Breaking The Line Changed Naval Warfare. But It Had To Wait Until Cannons Came Of Age.

by Daniel Russ on September 15, 2013

 

 

Crossing the T, or Breaking the Line was a naval tactic in the age of sails. The originator is in dispute, though some say the Dutch, inspired by Maarten Tromp devised this simple tactic during the Anglo Dutch War that moved naval warfare ahead dramatically. Look at a ship of the line and where are all the cannons? Well, they point out to port and starboard.  A few small cannonades pointed fore and aft, but otherwise, especially in Spanish Galleons, all the fire power was a beam turned towards the enemy.

 

In the diagram we see the positions of the British Fleet about to cut into the French Fleet at the Battle of Trafalgar. Bearing all deck guns on the French ships split by the maneuver, Admiral Nelson sank or put 22 French ships out of action, and lost none.

 

The early middle ages saw boarding as the principle tactic to win a naval engagement. The boarding ax was a hatchet used to wing into the walls on deck and give purchase to the interloping soldier. The breech loaded swivel gun was a small armament used infrequently because of its slow rate of fire and small window of opportunity during a raid.  A Dutch double-barreled flintlock was the kind of one-shot weapon that sailors used during boarding raids.
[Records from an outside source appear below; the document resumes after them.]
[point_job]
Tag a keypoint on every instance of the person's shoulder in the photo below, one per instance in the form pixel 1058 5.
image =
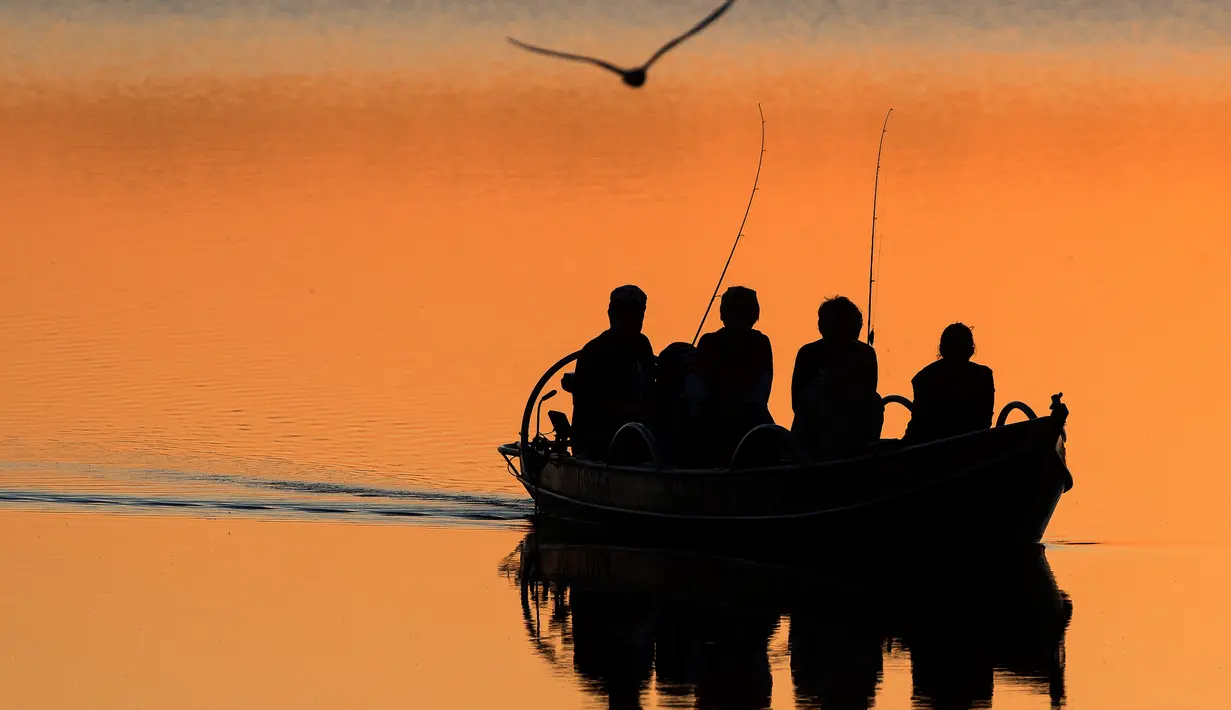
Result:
pixel 928 372
pixel 809 348
pixel 596 345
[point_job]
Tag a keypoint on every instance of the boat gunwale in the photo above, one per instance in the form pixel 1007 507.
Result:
pixel 815 466
pixel 923 484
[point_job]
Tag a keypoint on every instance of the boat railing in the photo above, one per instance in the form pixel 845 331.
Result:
pixel 767 444
pixel 1014 405
pixel 532 460
pixel 634 446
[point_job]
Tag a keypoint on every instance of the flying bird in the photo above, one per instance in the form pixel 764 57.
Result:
pixel 634 76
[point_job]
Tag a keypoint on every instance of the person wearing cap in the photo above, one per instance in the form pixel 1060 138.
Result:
pixel 834 386
pixel 613 379
pixel 735 372
pixel 953 395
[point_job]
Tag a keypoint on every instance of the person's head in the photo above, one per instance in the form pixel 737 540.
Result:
pixel 739 308
pixel 838 319
pixel 957 342
pixel 627 309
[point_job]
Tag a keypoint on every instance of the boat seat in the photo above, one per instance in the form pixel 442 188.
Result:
pixel 767 446
pixel 634 446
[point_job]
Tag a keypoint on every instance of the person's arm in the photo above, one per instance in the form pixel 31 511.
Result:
pixel 875 369
pixel 987 404
pixel 799 379
pixel 765 382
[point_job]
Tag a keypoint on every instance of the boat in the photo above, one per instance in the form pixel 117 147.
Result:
pixel 697 622
pixel 998 486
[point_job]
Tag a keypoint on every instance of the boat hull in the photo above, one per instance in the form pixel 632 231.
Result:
pixel 992 487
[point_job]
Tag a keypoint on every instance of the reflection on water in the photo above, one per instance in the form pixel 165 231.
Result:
pixel 161 491
pixel 696 628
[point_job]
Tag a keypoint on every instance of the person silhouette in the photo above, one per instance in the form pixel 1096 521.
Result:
pixel 735 373
pixel 953 395
pixel 612 383
pixel 634 76
pixel 834 386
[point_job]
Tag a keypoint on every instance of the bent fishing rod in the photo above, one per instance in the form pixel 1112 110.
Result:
pixel 872 249
pixel 756 181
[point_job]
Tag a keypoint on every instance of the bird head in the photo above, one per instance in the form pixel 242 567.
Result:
pixel 634 78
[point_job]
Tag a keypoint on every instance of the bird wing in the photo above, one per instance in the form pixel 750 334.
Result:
pixel 566 55
pixel 696 28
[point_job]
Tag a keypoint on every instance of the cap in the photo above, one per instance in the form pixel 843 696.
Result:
pixel 629 294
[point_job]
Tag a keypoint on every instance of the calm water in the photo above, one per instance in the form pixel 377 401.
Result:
pixel 273 272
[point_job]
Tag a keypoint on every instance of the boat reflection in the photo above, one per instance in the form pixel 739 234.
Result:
pixel 623 615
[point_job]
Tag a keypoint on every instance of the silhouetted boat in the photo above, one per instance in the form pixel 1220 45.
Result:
pixel 701 620
pixel 990 487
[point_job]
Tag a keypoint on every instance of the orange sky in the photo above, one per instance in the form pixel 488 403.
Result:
pixel 335 270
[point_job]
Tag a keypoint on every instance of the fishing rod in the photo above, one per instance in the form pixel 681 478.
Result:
pixel 872 250
pixel 740 233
A flintlock might be used in an attempt to kill a commander or pick off a gunner’s mate. Small armsof all sorts were short term attempts to dissuade boarders.

 

As cannons grew more sophisticated and materials science could produce large cannons, the cannon obviated the need to board a ship to take it. Now cannons were so powerful they could not be worked around. By the late middle ages, cannons were the way to win a war on the sea, and soon there after, boarding gradually disappeared. So Breaking The Line had to wait for better artillery.